As business owners, we examine every cost with a critical eye. Our bottom line -- our ability to make a profit, and the livelihoods of millions of families in America who depend on us demand an honest appraisal of the realities confronting us.
No one would dispute, for instance, that a business that does not budget for rent increases or rising fuel costs for a commercial fleet in the coming years is in for a rude awakening. Businesses will fail if we don't plan with creativity and care.
That is why it is troubling to us as business owners to watch the reaction of some in our great country to the current debate over the climate legislation that will be taken up by the Senate in September. Meaningful climate legislation, not industry bailouts or the status quo, is necessary now for two principal reasons.
First, the data is clear that climate change is real. The Earth's temperature has risen 1.4 degrees around the world since the late 19th Century and is expected to continue upward. Even if humans have not caused the climate change we see now, the reality is that our planetary climate does change over time. If we are to survive as a civilization, we must come to terms with how to accommodate climate change going forward.
"Ignoring climate change and continuing to base our economy on fossil fuels will put our economy through worse spasms than the current recession."
Second, gasoline at well over $4 a gallon in the summer of 2008 is without doubt a taste of the future. Last fall, the International Energy Agency estimated that our oil supply will peak around 2020 and that crude oil shortfalls will follow, which will push gasoline prices relentlessly higher.

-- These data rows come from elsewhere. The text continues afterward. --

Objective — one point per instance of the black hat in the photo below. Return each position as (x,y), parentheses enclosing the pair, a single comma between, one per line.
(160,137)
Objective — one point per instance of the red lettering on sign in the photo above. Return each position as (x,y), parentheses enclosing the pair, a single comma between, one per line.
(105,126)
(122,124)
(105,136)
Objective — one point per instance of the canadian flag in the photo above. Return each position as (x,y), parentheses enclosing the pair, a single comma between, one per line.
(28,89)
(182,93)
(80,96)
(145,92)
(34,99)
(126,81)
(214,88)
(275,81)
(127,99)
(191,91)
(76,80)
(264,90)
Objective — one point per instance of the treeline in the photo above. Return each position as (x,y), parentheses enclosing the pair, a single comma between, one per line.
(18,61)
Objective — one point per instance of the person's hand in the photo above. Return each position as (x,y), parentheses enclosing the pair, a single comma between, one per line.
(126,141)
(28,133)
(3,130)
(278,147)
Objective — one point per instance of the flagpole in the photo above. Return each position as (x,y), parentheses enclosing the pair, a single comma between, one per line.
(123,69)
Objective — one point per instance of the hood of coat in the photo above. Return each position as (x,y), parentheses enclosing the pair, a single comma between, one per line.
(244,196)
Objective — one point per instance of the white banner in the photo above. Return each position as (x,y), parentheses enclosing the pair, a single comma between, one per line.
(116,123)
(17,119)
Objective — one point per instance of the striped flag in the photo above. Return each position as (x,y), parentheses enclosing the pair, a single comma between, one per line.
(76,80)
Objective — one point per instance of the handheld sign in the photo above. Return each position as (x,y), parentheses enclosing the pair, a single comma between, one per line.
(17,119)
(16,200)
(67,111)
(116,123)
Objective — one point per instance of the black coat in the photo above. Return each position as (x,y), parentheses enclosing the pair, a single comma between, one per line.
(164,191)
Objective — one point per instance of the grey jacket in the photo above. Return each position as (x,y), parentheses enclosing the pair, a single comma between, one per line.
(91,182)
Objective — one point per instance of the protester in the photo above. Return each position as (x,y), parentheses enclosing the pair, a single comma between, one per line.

Ignoring climate change and continuing to base our economy on fossil fuels will put our economy through worse spasms than the current recession. The economy will speak if given a chance. For example, Inside Indiana Business notes, "Large scale wind turbines are popping up across rural Indiana. At last count, there were about 310 turbines in Benton and Tippecanoe counties, producing more than 530 megawatts of electricity each year. Another nearly 175 turbines, estimated to generate about 200 megawatts of power, are under construction in Benton and White counties." This is three-quarters of a gigawatt of power, nearly the output of a nuclear power plant with available technology constructed and put into service in just a few years.
Clinging to the status quo of dirty coal and big oil no longer makes sense. The U.S. has a huge opportunity to establish a long-term economic development program through energy efficiency and renewable energy. We have led every technological revolution of the last two centuries -- electricity, railroads, the telephone, automobiles, the television, computers -- and there's no reason we can't lead the clean energy revolution that has already begun.
As business owners we inherently understand the need to plan ahead. We owe it to ourselves and to future generations to get it right. Driven by common sense, not ideology, we know the time to act is now. We hope that Senators Lugar and Bayh take this opportunity to push America in the right direction -- away from the dirty fuels of the past and toward the clean energy of the future.
Sam F. Miller, AIA, LEED A.P.
President, Solstice Architecture, Inc.